Low vacancy rate, high demand driving up price

Rents in Durango soared in 2013 amid a paucity of available rental properties.

The average rent jumped 15 percent to $989 a month, up from $863 in 2012. The vacancy rate fell to 1.5 percent, down by more than half from the year before.

The data from the Colorado Department of Local Affairs was presented at the 2014 Southwest Business Forum by Fort Lewis College professor Robert J. Sonora.

The tight rental market is continuing into 2014, with apartment developments, property managers and landlords saying they have few vacancies and that any unoccupied properties are being snapped up quickly.

At Hillcrest Apartments, only three of 112 units are available, a leasing agent said.
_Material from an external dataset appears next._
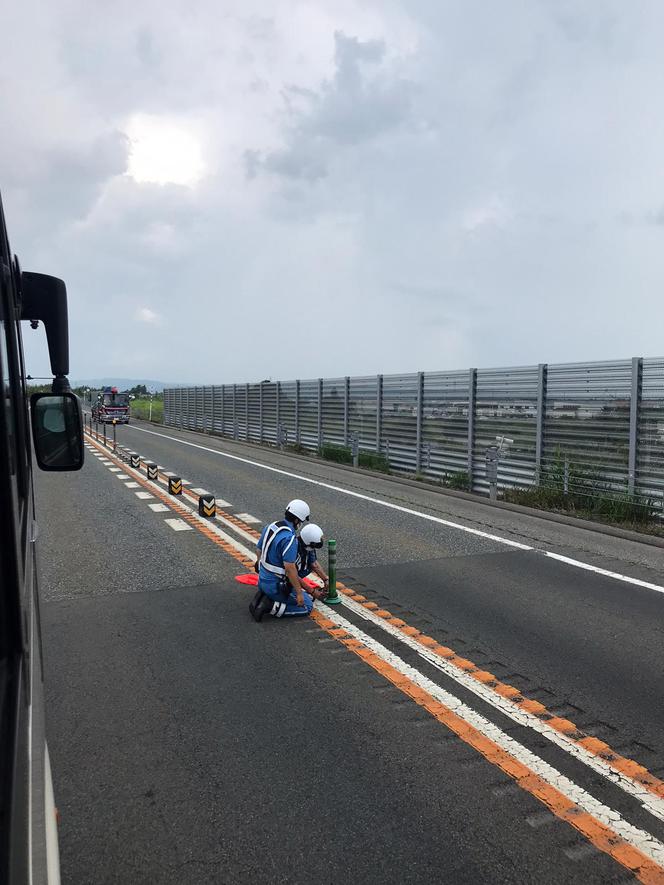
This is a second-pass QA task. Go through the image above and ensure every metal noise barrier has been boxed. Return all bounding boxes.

AREM Property Management Inc. has only three properties available out of more than 200 it manages – a vacancy rate of less than 2 percent.
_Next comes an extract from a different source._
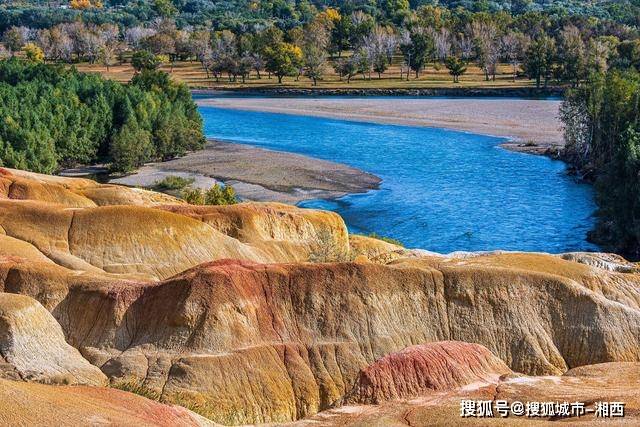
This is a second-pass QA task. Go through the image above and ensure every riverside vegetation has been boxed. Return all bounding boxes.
[0,0,640,87]
[0,58,205,173]
[561,65,640,259]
“Things rent like crazy,” said Makayla Best, an AREM rental agent.

Individual landlords are finding the same conditions. Brian and Nancy Vanmols own two rental units, both two-bedroom, two-bathroom condominiums on Florida Road. Nancy Vanmols said she has little trouble renting them.

“They don’t last a month,” she said. “It’s all I can do to get in and get them completely clean before they’re rented.”

Employers also are experiencing difficulty with new hires being able to find housing.

The rental market is so tight in part because homes in Durango are relatively expensive, forcing some would-be homebuyers into rentals. Durango homes sold for a median price of $370,000 in 2013, according to the Durango Area Association of Realtors.

Meanwhile, Fort Lewis College enrollment now exceeds 4,000 students. The college houses 1,381 students on campus. Last fall, 95 percent of FLC beds were occupied, a figure that since has fallen to 88 percent, said Laura Latimer, the college’s assistant director of residence life.

Builders are beginning to catch on to the need for more apartment housing in Durango. The city issued seven permits for multifamily projects in 2013, as many as in the previous four years combined.

Don Ricedorff, a real estate agent at The Wells Group in Durango, said the lack of multifamily projects being built during the downturn contributed to the current crunch.

“Durango is still one of those locations that people want to come to and population is increasing in Durango, and yet we haven’t created new supply in the rental market,” he said.